Last year, when I decided to say goodbye to meat forever, it was an easy choice. Not because I disliked burgers and bacon—believe me, I love these things as much as any other person. It was easy for me because after extensive research, I came to understand the significant value vegetarianism can have on my life and the world around me. Reducing your meat intake is beneficial for a number of reasons, positively impacting body, mind, animal welfare and the environment.
However, reaping the benefits of eating less meat does not necessarily mean you have to become a full-time vegetarian. Many conscientious consumers have started trends such as Meatless Mondays, in which participants reduce their weekly meat consumption by forgoing on Mondays. A more dedicated approach is the Vegan Before 6 (VB6) lifestyle, made popular by New York Times food writer, Mark Bittman. This is the “have your cake and eat it too” approach, which is based on following a vegan diet every day until 6 pm, after which you can eat animal products. If you are wondering how eating less meat will make a positive change in your life and the world, consider these six reasons.
1. Reduce Greenhouse Gases
The American meat (especially beef) farming industry is destroying our air and land by producing carbon dioxide, Methane and Nitrous Oxide—the three main contributing sources of greenhouse gas and a major contributor to global warming. Studies show that meat production creates significantly more greenhouse gases than vegetables farming. To put this in perspective, beef was found to produce a total of 30 kg of greenhouse gas per 1 kg of food produced, while carrots produced .42 kg per 1 kg of food. American cattle are responsible for 20 percent of all U.S. methane emissions.
In 2006, the United Nations reported that internationally, the livestock sector accounts for 18 percent of all greenhouse gas emissions. That’s overwhelmingly more damage than every car on this planet combined.
2. Animal Welfare
Every year in the U.S., more than 27 billion animals are slaughtered for food. That’s right, billion.
Unlike the image that happy cow commercials try to portray, animals raised for slaughter can live painful, miserable lives.
For example, baby chicks sometimes have their sensitive beaks seared off with a hot blade as soon as they are born, and male cattle and pigs can be castrated brutally without any pain killers. Farmed chickens, turkeys and pigs often spend their entire lives in dark and crowded warehouses, unable to turn over or move, doomed to constricting cages their whole lives. Pigs kept in the same cages as each other begin to chew on each other out of frustration and many of them have open, infected sores, which are never treated.

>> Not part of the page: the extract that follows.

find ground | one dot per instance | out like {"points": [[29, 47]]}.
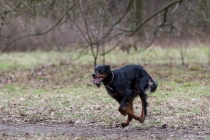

These brutal examples are not exaggerations. They are common practices and are allowed under factory farming laws. By switching to a vegetarian diet, you can save more than 100 animals a year from this misery.
3. Your Health
Heart disease, cancer, obesity and strokes are the leading killers of Americans. These illnesses are also directly linked to meat-based diets. Studies have found that each daily serving of fruits or vegetables was associated with a 4% decline in coronary heart disease and a 5% lower risk of stroke.
Michael F. Roizen, MD, author of The RealAge Diet: Make Yourself Younger with What You Eat, says that by switching from the standard American diet to a vegetarian diet, you can add about 13 healthy years to your life.
4. Reduce Pollution
The meat industry’s devastating environmental effects are widespread and severely compromising our resources. According to the US Environmental Protection Agency (EPA), chemical and animal waste runoff from factory farms is responsible for more than 173,000 miles of polluted rivers and streams.
5. Redirect Food Sources
If America took all of the grain produced to feed livestock and used that grain to feed people following a vegetarian diet, it would be enough to feed about 840 million people! Think about the potential implications that could have on global famine and starvation.
6. Save Water
It sounds crazy, but approximately 1,850 gallons of water are needed to produce a single pound of beef. Comparatively, only 39 gallons of water are needed to produce a pound of vegetables. A vegetarian diet could reduce water consumption by up to 58 percent per person.